Şanlı Bahadır Koç, ASAM - Haziran 2006
......
Iraklı Kürtler ABD’ye neredeyse tamamen muhtaçken, gidecekleri başka bir yer yokken, Washington niye onlara güçlerinden, sayılarından ve haklarından fazla ilgi gösteriyor olabilir? ABD, Kürtleri hep kendisine bağımlı olmaya mahkûm, gerektiğinde bölgede kendisine bazı imkânlar yaratan, hasım ülkeleri baskı altında tutmasına yardım edebilecek, İsrail üzerindeki baskıyı azaltabilecek bir araç olarak görüyor olabilir.
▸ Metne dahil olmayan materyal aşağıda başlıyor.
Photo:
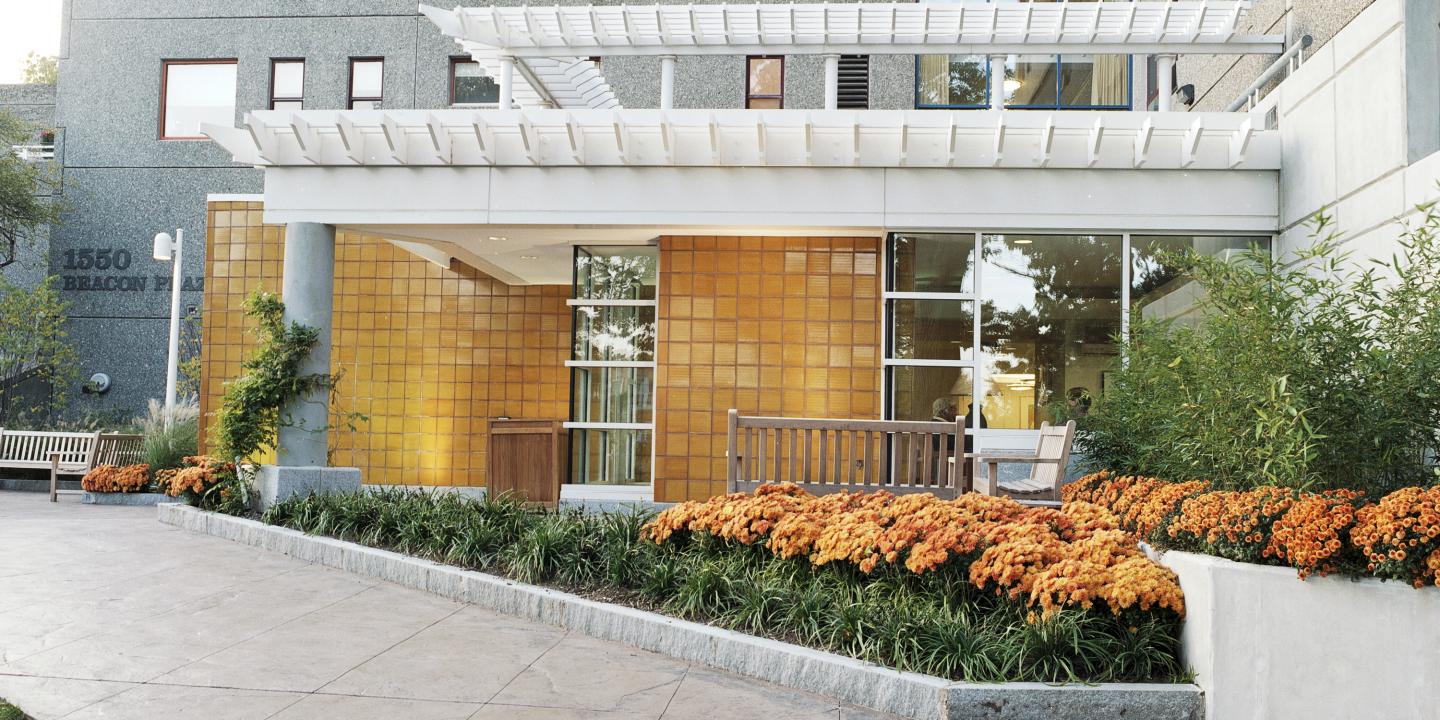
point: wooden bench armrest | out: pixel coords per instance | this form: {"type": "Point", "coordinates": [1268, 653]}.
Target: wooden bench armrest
{"type": "Point", "coordinates": [1014, 458]}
Washington ayrıca bu yolla kendisine yardım edenlerin ödüllendirileceğini göstermek istiyor olabilir. ABD, Irak’tan ya da daha fazla ülkeden toprak alarak kurulacak bir Kürdistan’ı hedefliyor mu bilinmez ama, bu seçeneği stratejik bir ihtimal olarak tartıyor ve hazır tutuyor olabilir. Amerikan yönetiminin içinde bu konu tartışılmıyor olamaz. ABD şimdilik “Kürt sorununun” çözülmeden “öyle kalmasını” kendisi için en doğru tercih olarak görüyor olabilir. Bu belirsizlik ABD’ye bölgedeki ülkelere karşı birçok stratejik imkânlar sunabilir. Şu aşamada bir Kürt devletinin kurulması ya da bu ihtimalin kapanması ise ABD’ye değişik sorumluluklar ve bedeller yükleyebilir (ilkinde Kürtleri koruma zorunluluğu, ikincisinde ise onları bir kez daha “ortada bırakmanın” ahlaki sorumluluğu).
ABD şimdiye kadar PKK konusunda hem yapabileceğinden hem de işgalci olarak sorumluluğunun gereği yapması gerekenden çok daha geride bir görüntü vermiştir. ABD’nin bu konuda ağır ve umursamaz olmasının nedenleri arasında Irak’ta yeterince askerinin olmaması, 1 Mart nedeniyle Türkiye’yi cezalandırma güdüsü, K. Iraklı Kürt gruplarla arasını bozmaktan kaçınma isteği, PKK’yı İran ve belki de Suriye’ye karşı kullanma beklentisi, PKK’ya karşı hareketi Türkiye’den gerçekten önemli bir şey (İran?) isteyeceği zamana kadar bekletmeyi tercih etmesi, PKK’nın askerî varlığına devam etmesini kendi çıkarları için uygun görmesi, PKK’yı bölgede önemli bir araç olarak görmesi, Ankara’nın Washington’u harekete geçirecek kadar güçlü uyarı ve inandırıcı tehditlerde bulunmayışı gibi nedenler sayılabilir.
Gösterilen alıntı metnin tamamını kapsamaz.